GULF Air has slapped a gag on all staff over a police probe into alleged financial irregularities at the airline.
But it confirmed last night that it was helping with police inquiries following the arrest and questioning of a senior airline official.
Gulf Air chairman Mahmood Kooheji told the GDN last night the airline was co-operating with a criminal investigation.
In-flight services head Michael Kent was arrested last Thursday and released 24 hours later, after being questioned by the Public Prosecution.
He has not been charged but has been banned from leaving the country, while inquiries continue, said sources.
Investigators from UK-based forensic auditing specialists Kroll are also understood to be going through Gulf Air's books with a "fine toothcomb".

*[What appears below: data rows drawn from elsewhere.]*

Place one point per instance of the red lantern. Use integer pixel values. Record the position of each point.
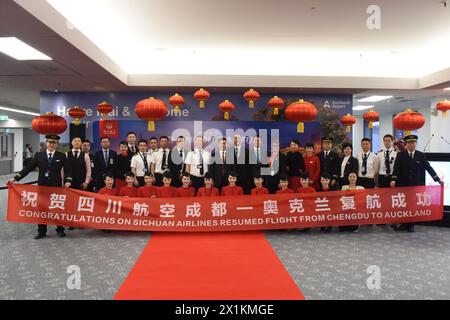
(104, 108)
(151, 109)
(276, 104)
(49, 124)
(201, 95)
(443, 106)
(176, 101)
(251, 96)
(226, 107)
(301, 111)
(408, 121)
(371, 116)
(77, 113)
(348, 120)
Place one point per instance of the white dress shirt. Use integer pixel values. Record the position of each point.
(372, 165)
(193, 160)
(381, 160)
(137, 162)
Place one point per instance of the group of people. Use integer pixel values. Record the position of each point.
(152, 169)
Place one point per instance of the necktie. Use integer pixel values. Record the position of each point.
(106, 158)
(164, 160)
(364, 171)
(202, 171)
(387, 163)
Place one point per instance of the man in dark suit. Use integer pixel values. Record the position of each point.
(237, 156)
(219, 167)
(177, 155)
(409, 170)
(104, 162)
(329, 160)
(50, 164)
(131, 140)
(86, 148)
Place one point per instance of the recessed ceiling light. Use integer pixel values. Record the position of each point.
(359, 107)
(374, 98)
(19, 50)
(19, 111)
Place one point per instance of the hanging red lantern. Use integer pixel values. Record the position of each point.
(408, 121)
(49, 124)
(251, 96)
(443, 106)
(276, 104)
(226, 107)
(104, 108)
(371, 116)
(301, 111)
(201, 95)
(176, 101)
(348, 120)
(151, 109)
(77, 113)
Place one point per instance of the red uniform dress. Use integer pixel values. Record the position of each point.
(109, 192)
(261, 190)
(281, 191)
(166, 192)
(147, 191)
(306, 190)
(312, 165)
(207, 192)
(186, 192)
(128, 192)
(232, 191)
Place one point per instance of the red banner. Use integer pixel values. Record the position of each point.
(67, 207)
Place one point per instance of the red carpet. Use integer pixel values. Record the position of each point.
(197, 266)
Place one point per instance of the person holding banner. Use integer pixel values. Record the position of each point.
(329, 160)
(86, 148)
(197, 163)
(149, 190)
(122, 166)
(166, 191)
(368, 165)
(160, 160)
(140, 163)
(232, 189)
(409, 170)
(108, 189)
(347, 164)
(284, 185)
(54, 169)
(131, 143)
(386, 159)
(208, 190)
(295, 164)
(104, 161)
(186, 190)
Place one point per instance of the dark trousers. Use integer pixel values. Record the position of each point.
(197, 182)
(384, 181)
(42, 228)
(158, 179)
(367, 183)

Mr Kooheji confirmed that a police inquiry was underway, but would not give details.
He had refused to comment when the GDN first contacted him following Mr Kent's release.
"Two days ago, I said 'no comment'. I should have said we are co-operating with the authorities but I said 'no comment' because I know it is a delicate situation," Mr Kooheji said last night.

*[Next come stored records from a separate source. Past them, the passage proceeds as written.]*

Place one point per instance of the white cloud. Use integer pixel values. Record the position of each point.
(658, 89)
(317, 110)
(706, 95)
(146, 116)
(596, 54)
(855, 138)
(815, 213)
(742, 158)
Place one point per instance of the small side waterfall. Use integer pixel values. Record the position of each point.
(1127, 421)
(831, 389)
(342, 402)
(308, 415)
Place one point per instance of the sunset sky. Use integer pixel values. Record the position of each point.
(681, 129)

"With the Michael Kent case there is a criminal investigation from the Public Prosecutor and we have been advised not to make any comment or talk about the case.
"This is a criminal investigation. Nobody in Gulf Air will answer you because I passed the message yesterday and said 'guys this is a public prosecution investigation, I want everybody to shut up'.
"The authorities are dealing with something and we don't want to meddle with that. I don't want to be in contempt of court or contempt of anything else - it is a very delicate area.
"You will find I have passed the same message to my colleagues in the company. I said guys, please be careful, once this is out of their hands we can talk about it.
"I can talk now and say a lot of things and maybe people would take me as a hero, but it is not the time. I would like to be more forward, but please try to understand."
Mr Kent was arrested at his office as he prepared to attend a farewell party in his honour ahead of his pending departure for his native Australia, having already resigned.
He had been at Gulf Air since 2002.
Mr Kent told the GDN on Sunday that he and his team were innocent of any wrong-doing.
"I know without question that I and my team are completely innocent of these accusations," he said.
"We know there is no validation in these charges whatsoever and that will be proven in the due course of time.
"It is certainly not anything that can't be demonstrated with the due course of a paperwork trail and analysis by the right people," he said.
It is understood that police raided Mr Kent's flat and took away property including a computer.
The first word of a major inquiry into Gulf Air's finances, following disastrous losses, was discussed in parliament two months ago.
Finance Minister Shaikh Ahmed bin Mohammed Al Khalifa told MPs that officials were going through the airline's books with a fine toothcomb.
"National company Mumtalakat officials are currently studying every paper and if any violation is found, then those involved will be summoned to the Public Prosecution," he said at the time.
Kroll officials in the UK would not comment last night.